The average velocity for each interval is computed using the formula

$\displaystyle \text{v}=\frac{\text{distance}}{\text{time}}$

For the first interval

$\displaystyle \text{v}_1=\frac{15.0\:\text{meters}}{2.50\:\sec }=6.00\:\text{m/s}$

For the second interval

$\displaystyle \text{v}_2=\frac{-3.00\:\text{meters}}{1.75\:\sec }=-1.71\:\text{m/s}$

For the third interval

$\displaystyle \text{v}_3=\frac{21.0\:\text{m}}{5.20\:\text{sec}}=4.04\:\text{m/s}$

### Part B

For the entire motion, we need displacement from the beginning to the end.

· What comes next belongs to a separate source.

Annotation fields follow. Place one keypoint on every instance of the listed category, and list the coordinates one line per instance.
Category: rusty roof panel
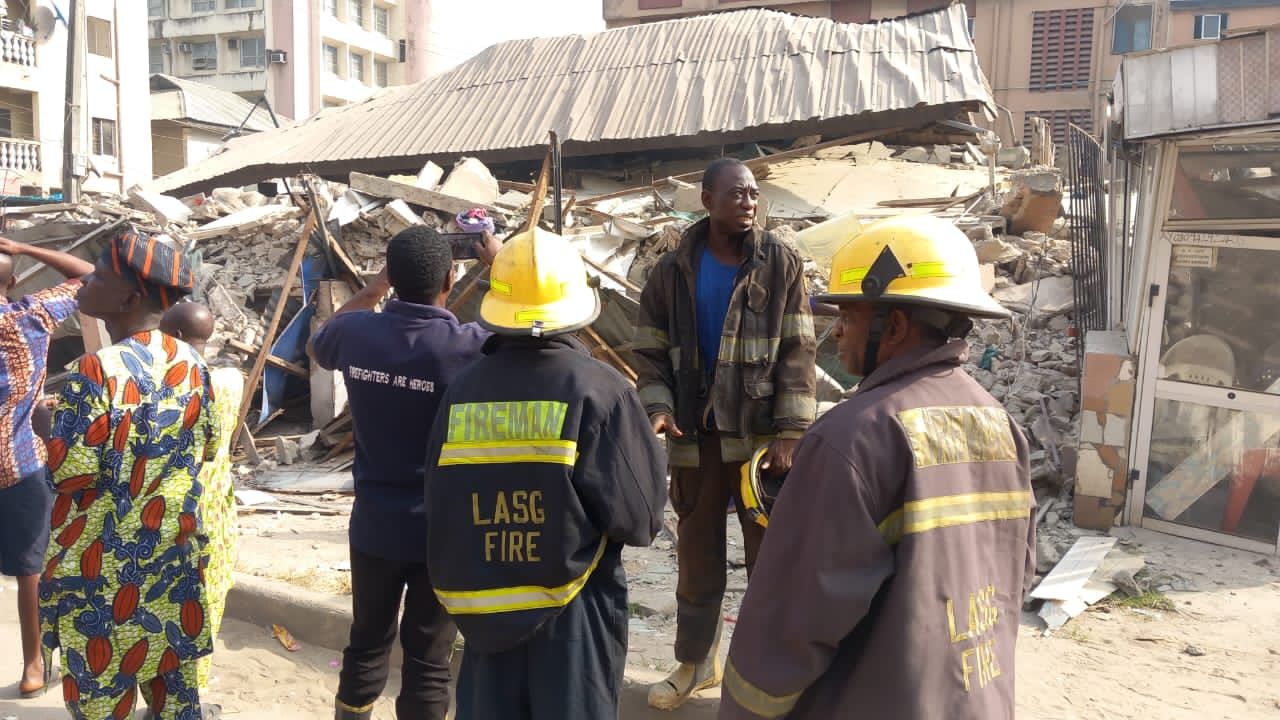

$\displaystyle \text{v}=\frac{\text{displacement}}{\text{time}}$

$\displaystyle \text{v}=\frac{15\:\text{m}-3\:\text{m}+21\:\text{m}}{2.50\:\text{s}+1.75\:\text{s}+5.20\:\text{s}}$

$\displaystyle \text{v}=\frac{33\:\text{m}}{9.45\:\text{s}}$

$\displaystyle \text{v}=3.49\:\text{m/s}$